P. S. Я и сейчас по‑прежнему твердо убежден, что все мои начинания увенчаются успехом. Часы‑реклама покажут себя, помяни мое слово. И еще одно: мой помощник уйдет от меня, если не получит теперь давно просроченное жалованье.
К. Т.
Пока Тоблер сочинял за своим бюро это письмо, помощник за своим столом нацелил эпистолярное орудие на одного из братьев Тоблера, человека в обществе уважаемого, – он проживал в отдаленном районе страны и занимал там пост регируигсбаумайстера, – расписывая ему согласно только что полученным от шефа инструкциям, сколь плачевно обстоят дела «Под вечерней звездой», и что самое время… и прочая, и прочая.
– Написали? Давайте сюда. Я подпишу, или нет, погодите, письмо надо составить так, будто вы написали его по собственному почину, беспокоясь об интересах своего принципала. Переделайте и поставьте свою подпись. Пишите так, словно я об этом знать не знаю, понятно? У нас с братом неважные отношения, а вы для него человек совершенно чужой. Живее! Я должен еще прочесть, что вы там сочинили. А потом мне надо на станцию. Тоблер засмеялся.
– Это всё уловки, дорогой мой Марти, но, господи боже, надо как‑то выкручиваться. Напишите моему благородному братцу, напишите – насчет задержанного жалованья. А там посмотрим – сработает или нет.
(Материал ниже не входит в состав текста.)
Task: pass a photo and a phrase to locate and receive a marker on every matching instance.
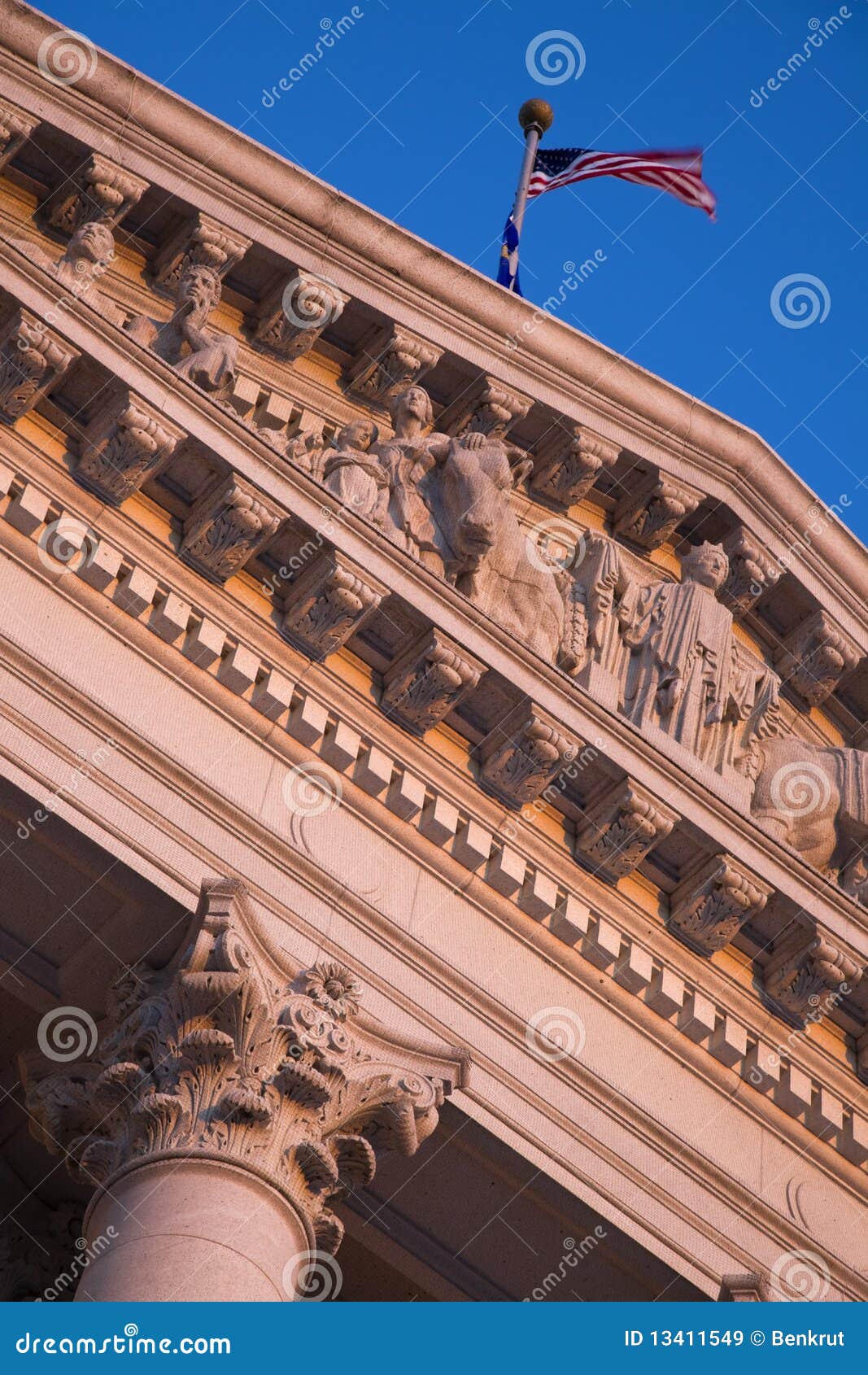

Маменька‑то наверняка раскошелится. Иначе… И не забудьте еще разок аккуратненько и четко изложить историю часов‑рекламы.
|
Курите! Сигар у нас по крайней мере хватает. А дальше либо нам крышка, либо мы пробьемся.
«Как легко этот человек увлекается надеждами и «уловками»!» – подумал Йозеф.
Через несколько дней г‑жа Тоблер смогла встать с постели. И хорошо, потому что Паулина действительно распустилась и начала уже небрежничать. Хозяйка, облаченная в просторное темно‑синее домашнее платье, опять появилась в гостиной и потихоньку принялась хлопотать по дому. Она вся как‑то притихла и словно бы лучилась нежной улыбкой. Голос ее стал тоньше, движения выглядели более скупыми и опасливыми, а глаза озирались по сторонам, как у любопытного ребенка. Болезнь окутала все ее существо какой‑то прелестной мягкостью; казалось, она никогда больше не сможет вспылить, не сумеет с жаром вступиться за что‑нибудь. С Дорой она обращалась естественнее, уже не так слащаво, сюсюканье немного поутихло, и на Сильви она могла теперь смотреть, не вспыхивая гневом, что раньше случалось едва ли не всякий раз. Вообще она как бы освободилась от некоего сердечного порока и обликом стала благороднее и проще, чем бывало, – такое впечатление рождалось при каждом взгляде на нее, да и сама она, пожалуй, чувствовала то же. На лице ее читалась озабоченность, а вместе с тем приветливость, спокойствие и что‑то прямо‑таки величественно‑материнское. «Я опять более или менее здорова, слава тебе господи!» – будто говорили все ее мелкие жесты, и речь их была искренна и шла из самой глубины, ибо движения и манеры лгать не умеют. Ее губы пока чуточку лихорадило, точно в них не улеглась еще дрожь дурных волнений былого, но большие спокойные глаза сияли ясностью: «Я стала немного лучше, тоньше и сильнее. Взгляните на меня! Вы ведь это заметили, правда?» Ее пальцы бережно брались за рукоделие, за посуду либо за книгу; казалось, их наделили даром задумчивости. И они тоже как бы говорили: «Мы теперь кое о чем задумываемся, да‑да, задумываемся, и гораздо спокойнее и без фальши. Мы стали ласковее». Верно, вся г‑жа Тоблер стала понежнее, поласковее, но и побледнее.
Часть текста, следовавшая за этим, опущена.